Comments from David Clark
- I am not impressed by the name dropping and jargon of most AI developers.
- Most ideas that any of us have, has come from or been influenced by someone else.
- I don’t have the time or patience to document where, when and from who I should attribute whatever I happen to believe at any one moment.
- We all owe a debt to all the other thinkers that came before us, as did they to those before them and let’s just leave it at that.
- I don’t have to publish a book or impress anyone with how many others’ ideas I happen to use.
- I wonder if the fixation on name dropping and references is just an envy of the writing methods of University professors who seem to have nothing better to do, than waste their time.
- Let arguments rise or fall on their own merits.
- If someone has a world class incite into one problem, does that make all their other pronouncements worth more?
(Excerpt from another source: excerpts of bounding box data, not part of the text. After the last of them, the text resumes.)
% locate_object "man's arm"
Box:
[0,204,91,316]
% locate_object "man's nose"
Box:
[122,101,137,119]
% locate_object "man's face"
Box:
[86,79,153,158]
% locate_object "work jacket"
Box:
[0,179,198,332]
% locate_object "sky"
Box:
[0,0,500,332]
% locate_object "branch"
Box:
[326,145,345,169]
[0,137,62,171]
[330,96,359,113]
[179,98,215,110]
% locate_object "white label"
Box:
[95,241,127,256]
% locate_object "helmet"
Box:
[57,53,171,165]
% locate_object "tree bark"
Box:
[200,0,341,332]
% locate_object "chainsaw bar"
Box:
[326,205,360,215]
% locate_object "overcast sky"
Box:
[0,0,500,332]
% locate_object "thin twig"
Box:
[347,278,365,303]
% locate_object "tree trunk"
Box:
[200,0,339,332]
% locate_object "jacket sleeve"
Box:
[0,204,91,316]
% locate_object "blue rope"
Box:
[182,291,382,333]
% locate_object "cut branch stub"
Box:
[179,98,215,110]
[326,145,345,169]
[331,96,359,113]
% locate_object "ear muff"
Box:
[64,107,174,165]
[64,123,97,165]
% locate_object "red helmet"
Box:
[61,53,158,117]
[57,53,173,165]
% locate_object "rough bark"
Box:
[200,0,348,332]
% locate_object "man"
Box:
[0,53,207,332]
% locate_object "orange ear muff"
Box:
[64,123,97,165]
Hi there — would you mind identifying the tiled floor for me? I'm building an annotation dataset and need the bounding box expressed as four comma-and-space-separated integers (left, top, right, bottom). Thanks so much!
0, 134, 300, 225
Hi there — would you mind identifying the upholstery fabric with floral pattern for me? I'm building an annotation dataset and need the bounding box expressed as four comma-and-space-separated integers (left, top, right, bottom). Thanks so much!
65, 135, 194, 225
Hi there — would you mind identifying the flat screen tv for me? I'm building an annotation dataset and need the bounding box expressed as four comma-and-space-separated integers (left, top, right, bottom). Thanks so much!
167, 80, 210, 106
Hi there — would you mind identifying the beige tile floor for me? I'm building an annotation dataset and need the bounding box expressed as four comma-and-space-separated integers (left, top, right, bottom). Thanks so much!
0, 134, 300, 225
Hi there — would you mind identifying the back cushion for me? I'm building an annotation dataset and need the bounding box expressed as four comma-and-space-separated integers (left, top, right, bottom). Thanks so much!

- If your argument entails a reference to someone else’s life work, should the argument end because I don’t have the time to sift through huge amounts of work looking for the small relevant passages?
- How can it make sense in a discussion to just point a URL at a wiki site that has many differing opinions (and obviously no conclusions) and use that as an argument?
- Conclusions:
- Jargon should be minimized as much as possible.
- If an idea that takes 3 or 4 words to explain can be given a name of it’s own, just don’t do it.
- If you can’t put your argument on the table, then you have no argument at all.
- Arguing that you “feel” or “believe” something to be true or correct is no argument at all and worth nothing. (There are assumptions I have made that I just “believe”, about what will make an AI work. I am open on all such beliefs for something better to come along!)
- Arguing from past experience is reasonable but not proof that something is true.
- Opinions and conclusions without supporting arguments are worth nothing.